When news first broke of an inconsistency in a decade-old narrative, instead of jumping on the bandwagon with snarled face and sharpened pitchfork, I attributed the mistake to the natural erosion of a memory - an unintentional error that has plagued us all at one point in time. I admittedly shook my head in disgust as I watched the cannibalistic behavior of competitor networks, reveling in Williams's implosion and hypothesizing on the end of his meteoric rise and envious career. Indeed, schadenfreude was alive and well, as always.
Analogous to a husband confronted with the gut-wrenching allegation that his wife has cheated on him, I traversed the slippery stages from denial to reluctant acceptance. Much like this husband, based on the evidence presented, I have come to accept the reality of what has happened - the great Brian Williams cheated on me.

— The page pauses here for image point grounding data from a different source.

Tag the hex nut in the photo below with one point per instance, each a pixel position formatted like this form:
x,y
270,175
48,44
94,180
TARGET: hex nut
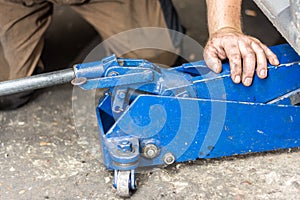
x,y
150,151
169,158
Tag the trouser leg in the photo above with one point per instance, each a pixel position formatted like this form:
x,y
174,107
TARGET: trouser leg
x,y
22,26
112,18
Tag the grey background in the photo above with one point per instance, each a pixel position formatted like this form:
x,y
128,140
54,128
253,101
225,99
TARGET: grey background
x,y
42,155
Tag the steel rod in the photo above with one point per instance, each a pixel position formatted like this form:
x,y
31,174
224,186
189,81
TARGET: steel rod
x,y
36,82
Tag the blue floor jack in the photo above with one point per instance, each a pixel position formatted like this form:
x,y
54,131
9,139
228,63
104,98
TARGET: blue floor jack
x,y
152,116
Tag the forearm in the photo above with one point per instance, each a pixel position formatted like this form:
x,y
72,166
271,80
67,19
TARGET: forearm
x,y
223,14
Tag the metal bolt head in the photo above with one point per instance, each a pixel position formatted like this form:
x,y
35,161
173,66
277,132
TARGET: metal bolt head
x,y
169,158
150,151
125,146
79,81
121,94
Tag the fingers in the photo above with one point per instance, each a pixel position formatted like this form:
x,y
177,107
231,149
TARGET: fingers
x,y
272,58
245,54
212,59
249,62
261,69
234,57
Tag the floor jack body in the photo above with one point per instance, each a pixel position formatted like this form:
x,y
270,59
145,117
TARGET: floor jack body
x,y
151,116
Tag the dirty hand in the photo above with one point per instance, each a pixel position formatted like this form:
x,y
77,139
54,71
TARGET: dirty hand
x,y
245,54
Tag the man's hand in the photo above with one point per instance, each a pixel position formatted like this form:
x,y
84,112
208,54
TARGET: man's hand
x,y
245,54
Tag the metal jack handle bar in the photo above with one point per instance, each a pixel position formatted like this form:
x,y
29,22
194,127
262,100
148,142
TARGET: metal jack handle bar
x,y
36,82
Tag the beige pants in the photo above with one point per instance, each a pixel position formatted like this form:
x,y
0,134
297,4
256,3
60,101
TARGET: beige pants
x,y
24,22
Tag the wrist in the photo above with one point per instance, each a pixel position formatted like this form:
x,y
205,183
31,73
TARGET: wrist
x,y
227,29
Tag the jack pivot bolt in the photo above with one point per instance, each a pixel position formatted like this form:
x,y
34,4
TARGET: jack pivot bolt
x,y
169,158
150,151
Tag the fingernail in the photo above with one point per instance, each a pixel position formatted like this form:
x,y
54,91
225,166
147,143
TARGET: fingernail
x,y
263,73
276,61
248,81
237,79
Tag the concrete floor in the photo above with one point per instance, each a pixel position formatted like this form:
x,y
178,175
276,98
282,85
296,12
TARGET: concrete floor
x,y
43,155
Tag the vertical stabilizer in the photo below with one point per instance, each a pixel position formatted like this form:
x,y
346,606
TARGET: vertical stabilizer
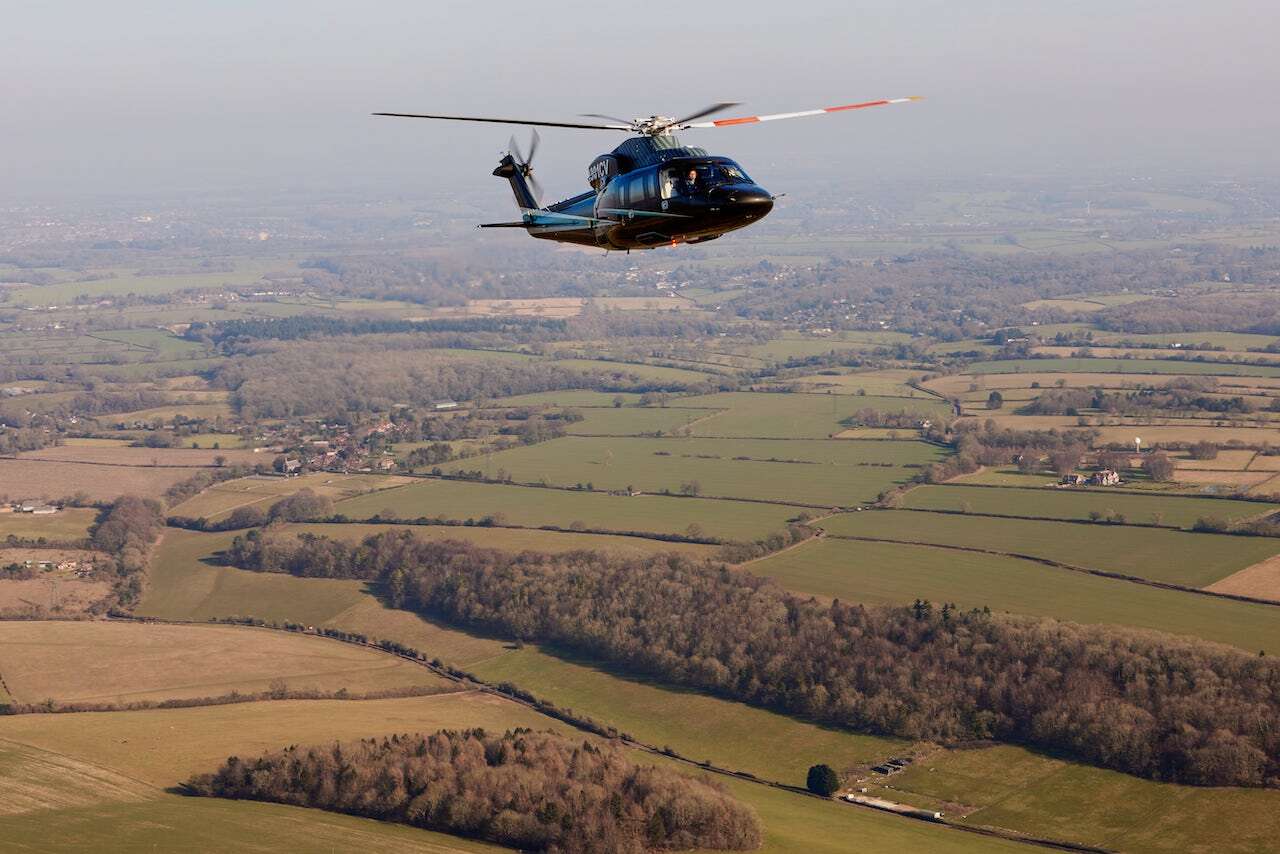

In 2014, Jake Gyllenhaal played Lou Bloom, a thief in the critically acclaimed movie Nightcrawler. In essence, he recreated crime scenes that were juicier and invented a different account of the crime. Bloom delicately crafted and shaped a story he knew would please his buyers (the local news), who in turn were catering to the masses, hoping to captivate and entertain with drama. Brian Williams appeared to have the same modus operandi. He recreated the characters, plot, and storyline for one purpose - he knew it would boost his standing among his peers, his ratings, and ultimately the work would translate into an enormous sum of currency, ten million per year. He was right.
Strangely, ratings are more likely to improve relative to how trustworthy you appear rather than how heroic you appear. At any rate, getting shot at does not make you a hero. Perhaps doing something spectacular while you are being shot at, and your actions under extreme stress make you a hero. No one plans to be a hero; it just happens. The only planning is the lying about it part, but in this case Williams stole the valor of the fraternity of the men who came under fire and returned to the United States to deal with issues of stress on a meager pension - in some cases, no employment at all.
Much like an overqualified second-string quarterback, Lester Holt is doing remarkably well. He embodies that guy-you-would-like-to-have-a-beer-with style and wears a bespoke suit just as well. My only question is how much NBC knew and didn't know. Is it possible there is a greater conspiracy in play, the effort to snuff out and refute a scandal by the quick and dramatic distancing from their all-star, Williams? We'll probably never know that answer, but I think I'm probably like most Americans, and that coveted TV time slot is up for grabs.
Don't get me wrong, I believe in second chances, and much like that scorned husband, I still have a place for Brian Williams, and hope he bounces back, sooner rather than later.